Duval was working on a ‘translocation trial’ of the endangered Corunna Daisy at the Secret Rock Nature Reserve, about 50km southeast of the Outback town of Kimba.

This plant was thought to be extinct after first being discovered in the 1800s and not seen again until plants were found in the 1980s and 1990s, its seeds later stored at the seed bank in the Adelaide Botanic Garden.

“We banked 8,000 to 10,000 seeds between 10 and 15 years ago, we’ve made a seed orchard and farmed that species and have harvested about 480,000 seeds from that orchard,” Duval said.

It has resulted in the group now planting hundreds of plants in a 900 hectare enclosure owned by Ecological Horizons, an ecological consultancy company based in South Australia.

Planting underway on the Eyre Peninsula of South Australia.

Ecological Horizons has already successfully introduced the nationally Endangered Chalky Wattle to the land with the help of the SA Herbarium and Kimba Area School.

The South Australian Seed Conservation Centre at the Adelaide Botanic Garden is now home to seeds from most of the more than 1000 threatened plant species in South Australia – or one in four species in the state.
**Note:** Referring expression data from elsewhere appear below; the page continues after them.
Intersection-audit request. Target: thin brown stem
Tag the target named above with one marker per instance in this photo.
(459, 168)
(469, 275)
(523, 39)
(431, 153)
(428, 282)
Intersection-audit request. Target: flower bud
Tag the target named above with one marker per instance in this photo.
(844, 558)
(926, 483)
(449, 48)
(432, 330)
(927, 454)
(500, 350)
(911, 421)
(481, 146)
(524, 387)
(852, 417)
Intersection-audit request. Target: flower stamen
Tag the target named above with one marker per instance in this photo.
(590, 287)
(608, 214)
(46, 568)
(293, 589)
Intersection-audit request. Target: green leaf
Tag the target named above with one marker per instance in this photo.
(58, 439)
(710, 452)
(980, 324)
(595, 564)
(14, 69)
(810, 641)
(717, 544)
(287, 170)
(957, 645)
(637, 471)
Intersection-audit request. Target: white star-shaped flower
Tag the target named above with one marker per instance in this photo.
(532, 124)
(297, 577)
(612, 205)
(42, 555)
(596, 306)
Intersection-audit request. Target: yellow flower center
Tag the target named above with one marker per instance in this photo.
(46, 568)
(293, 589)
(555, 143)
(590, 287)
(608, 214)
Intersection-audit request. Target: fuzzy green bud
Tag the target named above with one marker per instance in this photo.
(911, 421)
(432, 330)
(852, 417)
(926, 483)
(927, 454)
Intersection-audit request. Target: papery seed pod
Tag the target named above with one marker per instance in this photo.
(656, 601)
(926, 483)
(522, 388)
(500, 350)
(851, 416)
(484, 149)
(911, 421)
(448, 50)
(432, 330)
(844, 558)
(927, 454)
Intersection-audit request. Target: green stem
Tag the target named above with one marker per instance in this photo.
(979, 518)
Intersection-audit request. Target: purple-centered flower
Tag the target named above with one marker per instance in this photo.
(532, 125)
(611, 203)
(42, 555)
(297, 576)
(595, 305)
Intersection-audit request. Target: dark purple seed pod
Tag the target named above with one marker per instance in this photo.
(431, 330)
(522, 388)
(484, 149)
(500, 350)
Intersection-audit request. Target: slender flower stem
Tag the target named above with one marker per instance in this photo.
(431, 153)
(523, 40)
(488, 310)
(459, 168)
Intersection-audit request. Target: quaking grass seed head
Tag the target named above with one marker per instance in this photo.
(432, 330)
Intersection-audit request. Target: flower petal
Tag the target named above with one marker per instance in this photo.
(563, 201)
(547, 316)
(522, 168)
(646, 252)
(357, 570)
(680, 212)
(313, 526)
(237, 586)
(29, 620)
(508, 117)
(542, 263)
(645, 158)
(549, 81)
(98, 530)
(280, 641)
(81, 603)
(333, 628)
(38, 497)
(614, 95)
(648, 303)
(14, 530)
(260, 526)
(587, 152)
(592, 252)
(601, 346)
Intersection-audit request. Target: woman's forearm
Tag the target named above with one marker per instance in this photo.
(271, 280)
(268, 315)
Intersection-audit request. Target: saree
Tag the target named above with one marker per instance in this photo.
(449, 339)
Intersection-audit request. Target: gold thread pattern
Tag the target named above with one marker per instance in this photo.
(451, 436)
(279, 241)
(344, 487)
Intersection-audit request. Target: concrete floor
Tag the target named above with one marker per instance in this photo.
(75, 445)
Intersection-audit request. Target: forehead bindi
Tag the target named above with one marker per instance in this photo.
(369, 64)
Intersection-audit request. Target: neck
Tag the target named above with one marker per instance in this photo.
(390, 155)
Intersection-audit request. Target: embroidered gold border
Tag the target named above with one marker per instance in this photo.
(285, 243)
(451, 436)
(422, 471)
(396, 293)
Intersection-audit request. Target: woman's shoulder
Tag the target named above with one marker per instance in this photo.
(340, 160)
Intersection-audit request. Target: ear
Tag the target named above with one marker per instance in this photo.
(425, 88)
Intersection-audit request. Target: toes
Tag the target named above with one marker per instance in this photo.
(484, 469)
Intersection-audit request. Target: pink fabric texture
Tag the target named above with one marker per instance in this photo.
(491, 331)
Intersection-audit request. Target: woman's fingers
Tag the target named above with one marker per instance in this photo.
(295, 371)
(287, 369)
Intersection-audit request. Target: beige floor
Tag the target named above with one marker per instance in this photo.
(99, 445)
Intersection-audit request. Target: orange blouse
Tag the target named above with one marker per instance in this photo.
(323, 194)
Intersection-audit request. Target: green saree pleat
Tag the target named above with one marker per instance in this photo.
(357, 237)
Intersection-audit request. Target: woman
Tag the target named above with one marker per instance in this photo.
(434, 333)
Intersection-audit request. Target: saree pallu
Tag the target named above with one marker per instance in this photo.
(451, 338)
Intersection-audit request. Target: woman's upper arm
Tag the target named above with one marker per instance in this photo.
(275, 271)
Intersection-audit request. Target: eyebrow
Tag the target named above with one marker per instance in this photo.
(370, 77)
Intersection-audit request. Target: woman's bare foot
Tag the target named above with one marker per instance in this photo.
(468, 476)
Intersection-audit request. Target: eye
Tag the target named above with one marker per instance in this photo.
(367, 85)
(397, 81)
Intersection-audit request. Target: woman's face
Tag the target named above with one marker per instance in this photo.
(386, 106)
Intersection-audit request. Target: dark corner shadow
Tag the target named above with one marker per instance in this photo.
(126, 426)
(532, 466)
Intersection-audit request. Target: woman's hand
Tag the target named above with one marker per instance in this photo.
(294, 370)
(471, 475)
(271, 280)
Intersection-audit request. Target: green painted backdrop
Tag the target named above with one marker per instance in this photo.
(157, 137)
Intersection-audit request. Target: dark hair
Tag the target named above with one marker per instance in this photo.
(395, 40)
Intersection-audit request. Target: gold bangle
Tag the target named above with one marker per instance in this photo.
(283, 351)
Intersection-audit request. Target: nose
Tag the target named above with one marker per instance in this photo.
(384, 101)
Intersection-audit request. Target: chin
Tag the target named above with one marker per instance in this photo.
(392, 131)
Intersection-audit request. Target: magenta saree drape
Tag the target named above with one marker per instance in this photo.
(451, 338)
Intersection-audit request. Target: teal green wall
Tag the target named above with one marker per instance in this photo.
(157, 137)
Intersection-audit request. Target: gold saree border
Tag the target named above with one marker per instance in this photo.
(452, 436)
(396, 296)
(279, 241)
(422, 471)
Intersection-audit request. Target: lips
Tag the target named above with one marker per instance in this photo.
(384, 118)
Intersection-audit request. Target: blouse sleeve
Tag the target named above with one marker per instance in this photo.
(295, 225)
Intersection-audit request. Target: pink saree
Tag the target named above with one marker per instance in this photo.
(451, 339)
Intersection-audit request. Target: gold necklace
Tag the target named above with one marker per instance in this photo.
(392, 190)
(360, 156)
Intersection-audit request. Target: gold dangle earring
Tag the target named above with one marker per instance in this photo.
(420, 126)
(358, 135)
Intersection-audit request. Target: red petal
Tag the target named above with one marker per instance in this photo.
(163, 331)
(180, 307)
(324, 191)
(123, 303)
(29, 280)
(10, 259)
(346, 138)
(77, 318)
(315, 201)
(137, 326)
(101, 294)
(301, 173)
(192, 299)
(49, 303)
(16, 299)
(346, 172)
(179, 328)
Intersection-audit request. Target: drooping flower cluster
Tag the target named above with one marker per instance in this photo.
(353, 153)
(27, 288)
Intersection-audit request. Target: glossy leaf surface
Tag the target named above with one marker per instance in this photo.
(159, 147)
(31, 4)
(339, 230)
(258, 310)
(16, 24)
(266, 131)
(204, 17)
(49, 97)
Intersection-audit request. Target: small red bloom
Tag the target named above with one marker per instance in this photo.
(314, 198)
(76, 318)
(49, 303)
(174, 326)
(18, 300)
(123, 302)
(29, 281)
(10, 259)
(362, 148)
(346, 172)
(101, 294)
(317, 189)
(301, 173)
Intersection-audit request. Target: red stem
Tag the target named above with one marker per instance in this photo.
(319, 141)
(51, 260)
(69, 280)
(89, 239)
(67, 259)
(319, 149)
One of its biologists’ next tasks is to visit Kangaroo Island.

On June 1, the Adelaide Botanic Garden launched an appeal to raise funds to send its seed scientists to Kangaroo Island in the wake of its catastrophic bushfires.

“We need to send our seed scientists on urgent field trips to locate some of Kangaroo Island’s most unique and endangered plants, collect their seeds, and bank them back here at Adelaide Botanic Garden to ensure their ongoing survival,” the appeal plea said.

“In the aftermath of Kangaroo Island’s recent catastrophic bushfires, many plants that ordinarily compete for growing space have, for the first time in many years, the opportunity to re-sprout and set seed in the scorched earth.

“Our specialist seed scientists know which endangered species are making the most of this new environment and where they are growing.”